La plupart de ces départs sont bien mérités, même si la présidence ne leur facilitait pas toujours la tâche. Bernard Laporte s’est uniquement distingué par des déclarations plus maladroites les unes que les autres et souvent indignes d’un membre du gouvernement. Christine Boutin s’est distinguée par ses prises de bec répétées avec sa secrétaire d’Etat. Yves Jego est sanctionné pour la crise aux Antilles, Christine Albanel pour les errements du projet Hadopi et Roger Karoutchi pour l’indiscipline de l’UMP.

Une partie de domino

La rumeur veut que ce soit le refus de Michèle Alliot-Marie de voir son ministère amputé qui a provoqué la partie de chaise musicale annoncée hier. Résultat, l’ancien ministre de l’intérieur passe à la justice, à la place de Rachida Dati. Elle est remplacée par Brice Hortefeux, lui-même remplacé par Xavier Darcos au travail. Luc Chatel le remplace à l’éducation nationale, poste délicat s’il en est. Enfin, Bruno Le Maire quitte les affaires européennes pour aller à l’agriculture.

Jean-Marie Bockel et Rama Yade restent au gouvernement. Le premier parce qu’il vient de la gauche et la seconde parce qu’elle est noire, femme et populaire. Mais leur passage au secrétariat à la justice et aux sports ne sont clairement pas des promotions, d’autant plus que le secrétariat d’Etat aux droits de l’homme disparaît. Enfin, Frédéric Mitterrand devient le nouveau pin’s de gauche du président, qui promeut également Michel Mercier, Christian Estrosi ou Pierre Lellouche.

La dévaluation du remaniement

Nicolas Sarkozy l’avait annoncé : sous son mandat, les ministres resteraient longtemps à leur poste et il ne prendrait que les meilleurs dans leurs domaines. Ces promesses ne sont pas vraiment respectées. En effet, oubliant la stabilité, Bruno Le Maire change déjà d’affectation moins d’un an après sa nomination. Et si Brice Hortefeux s’était préparé pour l’intérieur, on ne peut pas forcément dire de même pour Michèle Alliot-Marie à la justice, ou Luc Chatel à l’éducation.

En fait, il semble que les décisions aient été prises dans la journée, quand Michèle Alliot-Marie aurait bloqué un remaniement qui devait se faire a minima. Tout ceci relativise l’importance du nom du titulaire d’un poste ministériel, tant les décisions sont concentrées à l’Elysée.
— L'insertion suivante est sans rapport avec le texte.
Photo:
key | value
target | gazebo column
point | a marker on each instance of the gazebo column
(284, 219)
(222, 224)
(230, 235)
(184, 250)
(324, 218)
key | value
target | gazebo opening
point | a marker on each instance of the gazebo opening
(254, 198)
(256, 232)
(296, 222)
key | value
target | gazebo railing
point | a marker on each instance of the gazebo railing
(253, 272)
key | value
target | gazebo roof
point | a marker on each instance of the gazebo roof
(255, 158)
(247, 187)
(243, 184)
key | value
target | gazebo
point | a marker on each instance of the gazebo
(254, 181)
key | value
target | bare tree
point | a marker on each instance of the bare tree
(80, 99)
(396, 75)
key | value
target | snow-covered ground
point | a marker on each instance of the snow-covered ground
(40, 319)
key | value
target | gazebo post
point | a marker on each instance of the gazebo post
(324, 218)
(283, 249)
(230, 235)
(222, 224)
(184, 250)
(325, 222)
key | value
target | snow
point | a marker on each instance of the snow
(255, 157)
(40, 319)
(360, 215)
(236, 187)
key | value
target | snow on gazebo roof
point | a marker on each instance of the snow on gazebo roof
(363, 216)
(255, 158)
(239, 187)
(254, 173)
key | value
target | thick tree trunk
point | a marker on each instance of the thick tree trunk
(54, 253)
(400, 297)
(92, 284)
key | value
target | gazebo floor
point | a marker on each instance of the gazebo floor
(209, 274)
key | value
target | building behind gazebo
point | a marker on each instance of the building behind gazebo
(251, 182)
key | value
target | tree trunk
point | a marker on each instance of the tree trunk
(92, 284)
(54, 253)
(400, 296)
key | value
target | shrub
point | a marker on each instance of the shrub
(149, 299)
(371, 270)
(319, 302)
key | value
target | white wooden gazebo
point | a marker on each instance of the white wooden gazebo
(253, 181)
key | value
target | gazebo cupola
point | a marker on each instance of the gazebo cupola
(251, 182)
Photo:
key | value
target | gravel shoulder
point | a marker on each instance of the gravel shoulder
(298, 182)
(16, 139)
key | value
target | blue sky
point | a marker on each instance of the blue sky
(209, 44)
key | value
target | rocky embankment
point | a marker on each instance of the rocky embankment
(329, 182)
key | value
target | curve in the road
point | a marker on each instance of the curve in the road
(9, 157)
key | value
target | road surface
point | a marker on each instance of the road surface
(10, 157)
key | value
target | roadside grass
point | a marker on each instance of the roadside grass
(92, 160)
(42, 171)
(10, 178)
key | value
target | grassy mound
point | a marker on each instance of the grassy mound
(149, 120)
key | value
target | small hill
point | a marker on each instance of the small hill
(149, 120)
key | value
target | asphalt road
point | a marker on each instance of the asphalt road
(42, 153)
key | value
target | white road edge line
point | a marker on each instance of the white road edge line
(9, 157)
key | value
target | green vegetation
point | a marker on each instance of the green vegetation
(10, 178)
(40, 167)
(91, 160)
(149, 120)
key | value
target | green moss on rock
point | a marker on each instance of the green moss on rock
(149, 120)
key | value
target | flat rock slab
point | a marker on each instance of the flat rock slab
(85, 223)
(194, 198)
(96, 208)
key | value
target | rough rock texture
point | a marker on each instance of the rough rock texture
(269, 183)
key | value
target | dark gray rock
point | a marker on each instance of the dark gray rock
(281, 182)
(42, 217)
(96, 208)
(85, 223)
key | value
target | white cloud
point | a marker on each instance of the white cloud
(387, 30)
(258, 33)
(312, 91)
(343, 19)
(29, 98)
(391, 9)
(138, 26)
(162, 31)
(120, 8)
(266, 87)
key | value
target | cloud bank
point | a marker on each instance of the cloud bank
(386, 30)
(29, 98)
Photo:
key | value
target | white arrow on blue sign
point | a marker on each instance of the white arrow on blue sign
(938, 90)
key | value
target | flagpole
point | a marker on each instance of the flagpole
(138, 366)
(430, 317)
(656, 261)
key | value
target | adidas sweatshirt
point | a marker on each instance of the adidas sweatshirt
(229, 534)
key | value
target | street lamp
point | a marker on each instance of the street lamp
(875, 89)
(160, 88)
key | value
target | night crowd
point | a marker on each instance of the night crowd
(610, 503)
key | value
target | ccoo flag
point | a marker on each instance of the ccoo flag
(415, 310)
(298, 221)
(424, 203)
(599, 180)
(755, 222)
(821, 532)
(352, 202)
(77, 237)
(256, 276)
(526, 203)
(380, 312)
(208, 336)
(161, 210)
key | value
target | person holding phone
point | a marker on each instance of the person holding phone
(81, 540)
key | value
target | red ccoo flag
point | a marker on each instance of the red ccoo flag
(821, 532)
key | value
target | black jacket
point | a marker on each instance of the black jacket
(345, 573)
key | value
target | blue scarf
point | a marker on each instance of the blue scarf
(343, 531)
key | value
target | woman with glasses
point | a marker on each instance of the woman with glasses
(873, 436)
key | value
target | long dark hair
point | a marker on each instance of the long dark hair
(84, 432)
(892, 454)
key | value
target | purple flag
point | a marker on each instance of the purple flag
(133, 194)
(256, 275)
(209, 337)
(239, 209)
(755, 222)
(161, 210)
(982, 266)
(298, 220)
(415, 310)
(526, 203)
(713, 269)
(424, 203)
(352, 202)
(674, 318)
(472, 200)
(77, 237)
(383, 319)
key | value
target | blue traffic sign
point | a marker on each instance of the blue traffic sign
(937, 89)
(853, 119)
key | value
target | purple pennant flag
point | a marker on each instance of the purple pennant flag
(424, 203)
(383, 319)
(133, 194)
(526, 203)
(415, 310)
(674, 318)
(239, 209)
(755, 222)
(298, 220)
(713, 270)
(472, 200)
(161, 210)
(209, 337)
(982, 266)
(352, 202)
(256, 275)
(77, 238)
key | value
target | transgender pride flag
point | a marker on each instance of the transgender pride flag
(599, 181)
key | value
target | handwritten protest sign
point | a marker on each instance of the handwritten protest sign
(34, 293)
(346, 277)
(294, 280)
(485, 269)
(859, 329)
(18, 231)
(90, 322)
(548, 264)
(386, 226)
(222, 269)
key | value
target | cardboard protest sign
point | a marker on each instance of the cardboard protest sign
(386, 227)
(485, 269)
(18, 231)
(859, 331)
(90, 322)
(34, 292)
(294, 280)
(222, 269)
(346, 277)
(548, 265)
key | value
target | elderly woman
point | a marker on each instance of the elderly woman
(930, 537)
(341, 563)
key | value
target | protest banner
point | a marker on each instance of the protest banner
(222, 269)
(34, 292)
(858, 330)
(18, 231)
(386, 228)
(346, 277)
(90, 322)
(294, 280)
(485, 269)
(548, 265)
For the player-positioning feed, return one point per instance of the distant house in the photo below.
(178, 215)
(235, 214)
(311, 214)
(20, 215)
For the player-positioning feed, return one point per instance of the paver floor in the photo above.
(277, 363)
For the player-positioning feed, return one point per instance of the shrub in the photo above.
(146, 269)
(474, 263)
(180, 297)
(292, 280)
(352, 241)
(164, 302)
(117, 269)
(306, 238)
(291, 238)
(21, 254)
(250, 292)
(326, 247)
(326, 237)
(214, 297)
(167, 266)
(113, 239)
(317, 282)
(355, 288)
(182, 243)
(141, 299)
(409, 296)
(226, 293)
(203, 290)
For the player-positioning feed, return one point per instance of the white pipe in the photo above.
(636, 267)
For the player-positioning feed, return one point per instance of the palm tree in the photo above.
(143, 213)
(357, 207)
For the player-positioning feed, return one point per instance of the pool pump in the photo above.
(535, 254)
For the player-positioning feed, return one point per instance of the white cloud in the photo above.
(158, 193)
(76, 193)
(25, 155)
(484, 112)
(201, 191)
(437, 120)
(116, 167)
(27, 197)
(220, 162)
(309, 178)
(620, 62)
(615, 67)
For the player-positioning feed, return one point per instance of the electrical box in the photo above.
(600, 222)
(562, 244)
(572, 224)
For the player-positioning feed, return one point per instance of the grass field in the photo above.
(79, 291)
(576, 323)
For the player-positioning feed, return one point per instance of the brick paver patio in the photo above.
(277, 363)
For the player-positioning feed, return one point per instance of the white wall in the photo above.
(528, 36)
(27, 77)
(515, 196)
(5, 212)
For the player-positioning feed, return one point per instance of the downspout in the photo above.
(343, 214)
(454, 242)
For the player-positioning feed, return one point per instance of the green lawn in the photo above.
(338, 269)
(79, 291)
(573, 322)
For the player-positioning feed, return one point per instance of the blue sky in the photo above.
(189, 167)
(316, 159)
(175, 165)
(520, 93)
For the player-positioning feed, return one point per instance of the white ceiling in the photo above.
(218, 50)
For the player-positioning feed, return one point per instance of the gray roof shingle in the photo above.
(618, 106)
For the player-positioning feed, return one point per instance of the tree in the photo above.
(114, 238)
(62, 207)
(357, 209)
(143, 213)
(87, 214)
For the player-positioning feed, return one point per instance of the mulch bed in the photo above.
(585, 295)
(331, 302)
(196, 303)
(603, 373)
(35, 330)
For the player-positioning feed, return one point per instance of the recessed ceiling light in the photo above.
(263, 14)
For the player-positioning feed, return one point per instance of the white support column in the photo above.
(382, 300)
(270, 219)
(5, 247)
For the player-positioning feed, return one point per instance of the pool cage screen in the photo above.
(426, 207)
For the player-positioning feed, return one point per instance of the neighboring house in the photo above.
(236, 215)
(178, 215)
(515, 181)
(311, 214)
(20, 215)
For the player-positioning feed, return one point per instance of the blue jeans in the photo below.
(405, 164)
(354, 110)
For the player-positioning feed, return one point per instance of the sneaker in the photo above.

Commentant le remaniement sur Europe 1, Dominique de Villepin a eu raison de souligner qu’il était important de revenir aux anciens équilibres de la Cinquième République et revaloriser le rôle du gouvernement.

Le choix des ministres n’est finalement pas essentiel. De toutes les façons, le vrai remaniement aura sans doute lieu après les élections régionales, avec éventuellement un changement à Matignon. Rendez-vous dans 10 mois.